0Chain Signature Scheme for a Secure Wallet

Siva Dirisala
Zus Network
Published in
5 min readFeb 14, 2019

As a decentralized technology, a well designed blockchain does not take responsibility of managing the client identities. Most open source blockchains like Bitcoin and Ethereum follow this approach. 0Chain is no different. While the identity management is not owned by the blockchain, it still provides a specification of crypto constructs that a client has to follow. In this article, I am going to discuss the digital signature scheme that 0chain chose and the reason behind that.

A blockchain is not concerned about the username and email address in the traditional sense of identity for an online service. Instead, it just requires crypto keys for creating digital signatures. The blockchain is only concerned about two things associated with a client

  1. The state (think of token balances) of the client account
  2. The transaction authenticity, that is the transaction is from the client account and not from anyone else (as there is no authentication and session management, anyone can submit a transaction pretending to be anyone).

The unique identifier to track the state of a client account can be the public key of the signature or a unique way of deriving it from the public key such as a hash of the key. 0Chain uses the SHA3–256 hash of the public key as the client id. We decouple this with the anticipation of potentially supporting concepts like key rotation in the future.

The digital signature of a message is like a finger print. The same message signed with a key gives a (practically) unique signature that can only be obtained from that key. There are different signature schemes. One popular scheme that 0chain evaluated in the initial days was ED25519 which provides tremendous performance (around 7,000 ops per second on a Core i7 3.1 GHz laptop). While this scheme worked very well, 0Chain has been researching on providing a more secure wallet for users so their hard earned tokens are not stolen by a malware.

The best way to protect against malware is to have a hardware wallet. However, the hardware wallets are difficult to use, expensive and also require carrying an additional piece of equipment during travel. Hence, 0chain engaged with a research team from IIT-Madras, India, and came up with a novel approach that provides a secure wallet using only software and devices that most people already carry, a laptop and a mobile phone.

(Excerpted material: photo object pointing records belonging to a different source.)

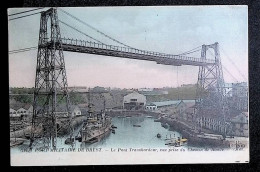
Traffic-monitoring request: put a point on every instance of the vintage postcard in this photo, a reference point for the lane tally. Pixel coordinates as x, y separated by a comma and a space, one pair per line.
128, 85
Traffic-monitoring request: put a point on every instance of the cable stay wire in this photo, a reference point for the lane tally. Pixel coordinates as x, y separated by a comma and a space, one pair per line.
24, 16
26, 11
233, 64
189, 51
65, 12
81, 32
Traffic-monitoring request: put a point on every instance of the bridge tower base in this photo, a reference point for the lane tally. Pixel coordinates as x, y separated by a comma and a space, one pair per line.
211, 94
50, 83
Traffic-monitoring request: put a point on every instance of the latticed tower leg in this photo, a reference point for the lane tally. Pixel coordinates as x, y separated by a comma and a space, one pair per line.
50, 82
211, 87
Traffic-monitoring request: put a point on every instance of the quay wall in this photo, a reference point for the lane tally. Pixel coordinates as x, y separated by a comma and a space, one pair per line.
188, 132
116, 113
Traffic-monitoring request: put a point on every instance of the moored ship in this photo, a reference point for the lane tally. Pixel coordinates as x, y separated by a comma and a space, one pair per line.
95, 128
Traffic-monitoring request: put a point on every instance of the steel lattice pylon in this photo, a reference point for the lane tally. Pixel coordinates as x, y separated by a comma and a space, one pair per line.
50, 82
211, 86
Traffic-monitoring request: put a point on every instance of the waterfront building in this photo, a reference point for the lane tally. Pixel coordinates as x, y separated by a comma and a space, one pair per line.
61, 111
134, 101
240, 125
20, 111
240, 96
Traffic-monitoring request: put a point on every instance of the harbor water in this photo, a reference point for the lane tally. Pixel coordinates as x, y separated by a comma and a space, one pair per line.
126, 135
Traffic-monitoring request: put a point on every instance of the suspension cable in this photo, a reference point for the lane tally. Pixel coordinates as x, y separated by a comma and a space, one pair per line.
24, 16
187, 52
94, 28
22, 50
25, 11
80, 31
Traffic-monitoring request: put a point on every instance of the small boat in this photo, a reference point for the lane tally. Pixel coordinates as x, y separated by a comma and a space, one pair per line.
177, 142
113, 126
79, 138
166, 125
69, 141
16, 143
157, 120
93, 140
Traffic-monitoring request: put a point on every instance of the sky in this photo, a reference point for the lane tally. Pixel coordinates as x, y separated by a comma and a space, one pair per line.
168, 29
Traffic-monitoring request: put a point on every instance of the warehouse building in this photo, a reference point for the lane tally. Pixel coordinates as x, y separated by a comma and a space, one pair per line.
134, 101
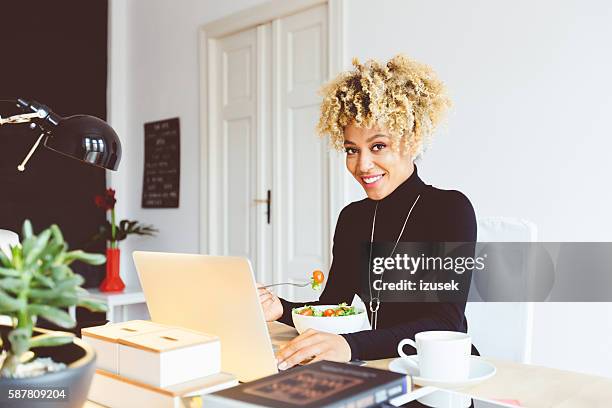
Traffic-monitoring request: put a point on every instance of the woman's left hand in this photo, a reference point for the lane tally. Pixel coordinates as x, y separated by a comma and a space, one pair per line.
313, 343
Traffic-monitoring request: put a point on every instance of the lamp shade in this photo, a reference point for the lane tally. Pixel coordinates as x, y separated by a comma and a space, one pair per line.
86, 138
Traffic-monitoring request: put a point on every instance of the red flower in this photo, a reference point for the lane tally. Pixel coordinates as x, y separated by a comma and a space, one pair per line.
106, 201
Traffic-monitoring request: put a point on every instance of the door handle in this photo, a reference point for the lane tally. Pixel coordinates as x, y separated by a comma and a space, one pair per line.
268, 202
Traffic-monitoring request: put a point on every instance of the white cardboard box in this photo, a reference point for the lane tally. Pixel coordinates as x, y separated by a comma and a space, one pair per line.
168, 357
105, 340
114, 391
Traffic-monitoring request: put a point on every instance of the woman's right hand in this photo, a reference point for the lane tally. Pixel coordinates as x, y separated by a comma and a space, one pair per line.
270, 304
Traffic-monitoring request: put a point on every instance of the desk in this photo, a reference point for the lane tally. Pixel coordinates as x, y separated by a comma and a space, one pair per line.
533, 386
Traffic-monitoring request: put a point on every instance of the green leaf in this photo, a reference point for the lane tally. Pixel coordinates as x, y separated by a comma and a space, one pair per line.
53, 314
27, 244
20, 339
93, 305
9, 303
70, 283
51, 339
38, 247
11, 285
17, 257
59, 272
57, 234
4, 259
26, 230
10, 272
43, 280
79, 255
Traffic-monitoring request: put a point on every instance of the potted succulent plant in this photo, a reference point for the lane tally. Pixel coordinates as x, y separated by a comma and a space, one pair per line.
36, 281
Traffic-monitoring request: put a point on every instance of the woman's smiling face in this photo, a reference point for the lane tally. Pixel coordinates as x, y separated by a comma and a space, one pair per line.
373, 162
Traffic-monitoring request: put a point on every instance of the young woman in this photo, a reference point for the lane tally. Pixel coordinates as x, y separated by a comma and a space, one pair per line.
381, 116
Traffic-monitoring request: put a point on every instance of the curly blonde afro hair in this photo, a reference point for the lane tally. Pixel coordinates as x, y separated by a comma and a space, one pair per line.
404, 96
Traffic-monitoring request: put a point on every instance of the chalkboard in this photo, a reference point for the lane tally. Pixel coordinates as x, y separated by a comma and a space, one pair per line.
162, 164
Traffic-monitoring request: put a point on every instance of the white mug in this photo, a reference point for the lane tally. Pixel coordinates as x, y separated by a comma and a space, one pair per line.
442, 355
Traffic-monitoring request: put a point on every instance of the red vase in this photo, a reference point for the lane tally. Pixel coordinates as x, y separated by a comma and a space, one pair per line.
112, 282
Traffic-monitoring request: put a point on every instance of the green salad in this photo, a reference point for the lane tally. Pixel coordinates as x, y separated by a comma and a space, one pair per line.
341, 310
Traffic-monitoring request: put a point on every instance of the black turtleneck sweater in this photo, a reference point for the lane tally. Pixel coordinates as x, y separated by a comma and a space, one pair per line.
439, 216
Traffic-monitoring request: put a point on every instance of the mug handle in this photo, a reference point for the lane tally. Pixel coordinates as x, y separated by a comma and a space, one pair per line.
405, 356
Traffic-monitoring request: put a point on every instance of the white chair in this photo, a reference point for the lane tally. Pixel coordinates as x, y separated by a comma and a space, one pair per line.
503, 329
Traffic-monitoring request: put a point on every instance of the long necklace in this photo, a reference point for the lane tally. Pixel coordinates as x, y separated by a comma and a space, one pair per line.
375, 305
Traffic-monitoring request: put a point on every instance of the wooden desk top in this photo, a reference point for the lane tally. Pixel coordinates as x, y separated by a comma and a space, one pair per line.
532, 386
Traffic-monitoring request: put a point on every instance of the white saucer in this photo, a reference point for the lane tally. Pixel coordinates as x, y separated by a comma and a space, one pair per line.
480, 370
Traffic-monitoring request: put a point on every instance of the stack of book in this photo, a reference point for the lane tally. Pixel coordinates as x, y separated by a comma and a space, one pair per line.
146, 364
318, 385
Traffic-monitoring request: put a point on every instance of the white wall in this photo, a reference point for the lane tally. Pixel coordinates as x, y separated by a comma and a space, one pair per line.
529, 135
154, 75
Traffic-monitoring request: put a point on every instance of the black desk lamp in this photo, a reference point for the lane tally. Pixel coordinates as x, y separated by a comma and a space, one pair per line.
82, 137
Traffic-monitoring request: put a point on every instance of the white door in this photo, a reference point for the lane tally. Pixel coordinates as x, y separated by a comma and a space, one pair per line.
233, 185
265, 81
301, 159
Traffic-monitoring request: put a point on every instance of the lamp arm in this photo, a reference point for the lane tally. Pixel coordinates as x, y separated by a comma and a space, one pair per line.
21, 118
37, 112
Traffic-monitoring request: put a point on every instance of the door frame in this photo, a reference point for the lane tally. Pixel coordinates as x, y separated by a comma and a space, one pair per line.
208, 36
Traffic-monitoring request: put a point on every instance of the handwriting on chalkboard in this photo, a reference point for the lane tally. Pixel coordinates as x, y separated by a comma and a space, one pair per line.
162, 165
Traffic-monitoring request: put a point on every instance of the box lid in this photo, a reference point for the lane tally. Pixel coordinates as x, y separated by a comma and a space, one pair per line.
167, 340
211, 383
113, 332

Let’s first discuss briefly in non-technical terms on how the digital signatures work. If you are a security expert, please bear with the way it is described.

Say you have generated public and private key as values 17 and 29 and say you sign a message (it’s actually the hash of the message), 7, with your private key and provide the signature, say 12. Someone will be able to take the original message (7), the signature (12) and your public key (17) and validate that it is indeed signed by the private key (29). This can be done by applying some function on 7, 12 and 29. It is the crypto signature schemes that provide this ability to validate a signature is authentic. Modern cryptography is based on Elliptic curves. Note that the actual values are 256-bit long and hence much much bigger (order of 10⁷⁷).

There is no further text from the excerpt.